Merge Sort Algorithm
MergeSort is a highly efficient, comparison-based sorting algorithm that employs the divide-and-conquer strategy. By recursively splitting the array into halves, sorting, and then merging them back together, it achieves a consistent time complexity of O(n log n).
Overview:
Before we proceed, I would like to explain why we call it the merge sort algorithm. In this algorithm, we divide the arrays into subarrays and subarrays into more subarrays until the size of each subarray becomes 1. Since arrays with a single element are always considered sorted, this is where we merge. Merging two sorted subarrays creates another sorted subarray. I’ll show you first how merging two sorted subarrays works.
Merging Procedure:
Suppose we have two sorted arrays, A and B, of sizes 5 and 4, respectively.
- And we apply merging on them. Then the first job would be to create another array C with size being the sum of both the raw arrays’ sizes. Here the sizes of A and B are 5 and 4, respectively. So, the size of array C would be 9.
- Now, we maintain three index variables i, j, and k. i looks after the first element in array A, j looks after the first element in array B, and k looks after the position in array C to place the next element in.
- Initially, all i, j, and k are equal to 0.
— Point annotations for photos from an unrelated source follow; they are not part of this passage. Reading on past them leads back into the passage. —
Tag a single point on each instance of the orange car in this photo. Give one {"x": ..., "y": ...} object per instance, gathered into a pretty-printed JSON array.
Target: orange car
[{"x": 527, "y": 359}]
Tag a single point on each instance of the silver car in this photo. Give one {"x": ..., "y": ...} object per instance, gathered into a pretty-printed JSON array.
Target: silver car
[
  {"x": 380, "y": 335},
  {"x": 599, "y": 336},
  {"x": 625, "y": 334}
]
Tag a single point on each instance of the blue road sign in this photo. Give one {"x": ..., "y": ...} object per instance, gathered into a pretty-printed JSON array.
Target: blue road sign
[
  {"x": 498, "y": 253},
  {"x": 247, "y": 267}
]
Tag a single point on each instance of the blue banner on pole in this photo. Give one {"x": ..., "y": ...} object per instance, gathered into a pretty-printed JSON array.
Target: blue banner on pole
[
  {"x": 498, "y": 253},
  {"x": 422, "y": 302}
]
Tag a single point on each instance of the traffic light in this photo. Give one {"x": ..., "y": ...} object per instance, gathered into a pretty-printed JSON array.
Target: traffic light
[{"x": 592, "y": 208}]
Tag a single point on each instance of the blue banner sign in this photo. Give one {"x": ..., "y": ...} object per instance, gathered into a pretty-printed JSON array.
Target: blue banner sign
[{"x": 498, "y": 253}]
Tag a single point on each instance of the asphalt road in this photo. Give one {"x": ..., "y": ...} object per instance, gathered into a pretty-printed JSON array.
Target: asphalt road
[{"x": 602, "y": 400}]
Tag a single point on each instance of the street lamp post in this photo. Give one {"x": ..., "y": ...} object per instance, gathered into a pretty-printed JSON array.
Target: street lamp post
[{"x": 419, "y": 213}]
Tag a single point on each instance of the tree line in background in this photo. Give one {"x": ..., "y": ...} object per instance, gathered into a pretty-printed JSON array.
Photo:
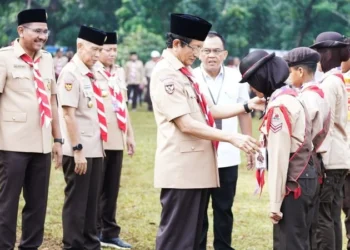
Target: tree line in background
[{"x": 142, "y": 24}]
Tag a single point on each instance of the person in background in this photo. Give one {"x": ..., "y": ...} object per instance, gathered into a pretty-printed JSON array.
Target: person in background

- Now, we compare the elements at index i of array A and index j of array B and see which one is smaller. Fill in the smaller element at index k of array C and increment k by 1. Also, increment the index variable of the array we fetched the smaller element from.
- Here, A[i] is greater than B[j]. Hence we fill C[k] with B[j] and increase k and j by 1.
- We continue doing step 5 until one of the arrays, A or B, gets empty.
Here, array B inserted all its elements in the merged array C. Since we are only left with the elements of element A, we simply put them in the merged array as they are. This will result in our final merged array C.
I hope you understood the merging procedure. This is an important concept in learning the merge sort algorithm. Be sure not to skip this. Even the programming part of the merge procedure is not that tough. You just follow these steps:
- Take both the arrays and their sizes to be merged as the parameters of the merge function. By summing the sizes of the two arrays, we can create one larger array.
- Create three index variables i,j & k. And initialize all of them with 0.
- And then run a while loop with the condition that both the index variables i and j don't exceed their respective array limits.
- Now, at each run, see if A[i] is smaller than B[j], if yes, make C[k] = A[i] and increase both i and k by 1, else C[k] = B[j] and both j and k are incremented by 1.
- And when the loop finishes, either array A or B or both get finished. And now you run two while loops for each array A and B, and insert all the remaining elements as they are in the array C. And you are done merging.
The pseudocode for the above procedure has been attached below.
Now, this would quite not be our situation when sorting an array using the merge sort. We wouldn’t have two different arrays A and B, rather a single array having two sorted subarrays. Now, I’d show you how to merge two sorted subarrays of a single array in the array itself.
Suppose there is an array A of 5 elements and contains two sorted subarrays of length 2 and 3 in itself.
To merge both the sorted subarrays and produce a sorted array of length 5, we will create an auxiliary array B of size 5. Now the process would be more or less the same, and the only change we would need to make is to consider the first index of the first subarray as low and the last index of the second subarray as high. And mark the index prior to the first index of the second subarray as mid.
Previously we had index variables i, j, and k initialised with 0 of their respective arrays. But here, i gets initialised with low, j gets initialised with mid+1, and k gets initialised with low only. And similar to what we did earlier, i runs from low to mid, j runs from mid+1 to high, and until and unless they both get all their elements merged, we continue filling elements in array B.
After all the elements get filled in array C, we revert back to our original array A and fill the sorted elements again from low to high, making our array merge-sorted.